Motivo per cui in questo Vangelo, presentato al teatro Argentina di Roma nella versione in prosa messa a segno partendo da un originario impianto operistico (debutto al Teatro Nazionale Croato di Zagabria a dicembre), mi è parso di poter individuare un’involuzione rispetto al precedente Orchidee. O forse, una difficoltà a dire, contenutisticamente e stilisticamente, qualcosa di nuovo.
Il sipario è già aperto prima che inizi la performance. Undici sedie rosse aspettano vuote che la scena si animi: verranno occupate poco a poco dagli interpreti (ma in tutto sono quindici le presenze sceniche, tra cui i compagni di sempre, Bobò, Gianluca Ballarè, Pepe Robledo) che in abiti eleganti e persino vistosamente kitsch, si siedono e guardano il pubblico in silenzio per qualche minuto.
La musica è alta, prepotente, bellissima. L’ha composta Enzo Avitabile per orchestra e coro polifonico ed entra nello spettacolo come fosse un altro personaggio, una presenza evocativa e insieme sanguigna, concreta.
Pippo arriva dal fondo della platea vestito di nero e racconta la genesi di questo lavoro rovistando con naturalezza tra le parole della sua partitura: ancora una volta è la morte della madre a stimolare l’ispirazione. Da profonda cattolica quale è stata, ella, ormai anziana, gli suggerisce di fare uno spettacolo sul Vangelo e lui accoglie la sfida, si mette a scavare nelle suggestioni verbali ed iconografiche che da quel Libro scaturiscono, ne ascolta le pieghe più contemporanee.
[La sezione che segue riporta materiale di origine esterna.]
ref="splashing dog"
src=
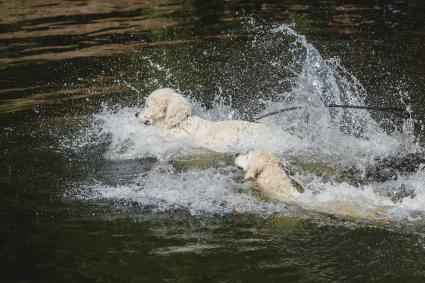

E scopre che la forza di quella parola sta tutta in un messaggio di Libertà, di Amore puro.
Si affastellano le suggestioni, gli spunti: da Prévert (risuonano i versi di Questo Amore) a Pasolini a Sant’Agostino, dalle epopee dei migranti (quelli, nello specifico, del Centro di Accoglienza PIAM di Asti) a citazioni musicali pop e rock.
Brani canori, danze, immagini proiettate sul fondo, quadri umani a tratti molto riusciti e a tratti invece, meno incisivi, ricompongono l’universo di un cattolicesimo che trasforma l’inferno in diavoli quasi carnevaleschi, che stana gli ultimi della terra per dare loro una voce, che mette i rifugiati di un centro di accoglienza dentro le riprese video per un film di prossima uscita (avrà lo stesso titolo di questo allestimento).
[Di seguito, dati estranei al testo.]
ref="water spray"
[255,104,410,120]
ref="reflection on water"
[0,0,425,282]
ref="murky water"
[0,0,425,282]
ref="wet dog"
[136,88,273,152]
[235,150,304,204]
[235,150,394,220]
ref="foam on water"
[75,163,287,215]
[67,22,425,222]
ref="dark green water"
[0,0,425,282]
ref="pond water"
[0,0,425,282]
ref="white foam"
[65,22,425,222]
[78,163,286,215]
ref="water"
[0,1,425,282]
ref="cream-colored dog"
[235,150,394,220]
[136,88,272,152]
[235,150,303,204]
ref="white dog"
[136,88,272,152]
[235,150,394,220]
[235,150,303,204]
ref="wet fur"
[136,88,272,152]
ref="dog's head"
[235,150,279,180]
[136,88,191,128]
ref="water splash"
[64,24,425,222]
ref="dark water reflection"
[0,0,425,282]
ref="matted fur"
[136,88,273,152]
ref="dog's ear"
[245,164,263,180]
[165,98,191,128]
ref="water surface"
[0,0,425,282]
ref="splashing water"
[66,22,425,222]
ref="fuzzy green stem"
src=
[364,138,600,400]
I frammenti restano tuttavia frammenti; Pippo danza di spalle in un gioco di luci chiaroscurale, cuce insieme biografia e Storia umana, forse prega.
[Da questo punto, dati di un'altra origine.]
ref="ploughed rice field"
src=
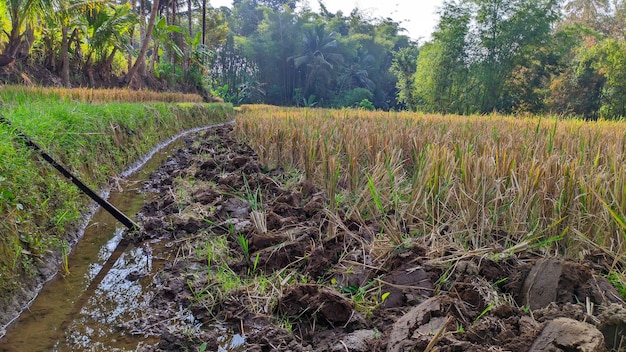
[127,106,626,352]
Mi viene in mente qualche passaggio di The End dei Babilonia Teatro, poi qualche altra degli spettacoli “cristologici” di Romeo Castellucci. A ben vedere però non c’è un filo conduttore preciso e l’insieme appare sfilacciato, ripetitivo.
E’ senza dubbio la musica a dominare, ad avvolgere il corpo di questo lavoro garantendo momenti di profonda emozione come l’esecuzione dello Stabat Mater Dolorosa. La sofferenza di Maria si fa carico del dolore dell’umanità, di ogni tragedia, di ogni morte.
Siamo quasi all’epilogo: Delbono torna al tema della libertà, della gioia, del Vangelo come luce: “Se ce lo avessero raccontato così!”. Invece non ce lo hanno raccontato sempre così.
E mentre vado via dal teatro mi viene voglia di rileggere il meraviglioso commento al Padre nostro scritto da Simone Weil, con quella luminosa premessa: “Mi sono imposta, come unica pratica, di recitare il Pater una volta ogni mattina […]. Talora già le prime parole strappano il mio pensiero dal mio corpo per trasportarlo in un luogo fuori dallo spazio, dove non c’è prospettiva, né punto di vista. Lo spazio si apre”.
La forza di Delbono sta proprio in questo. Spero di vederlo.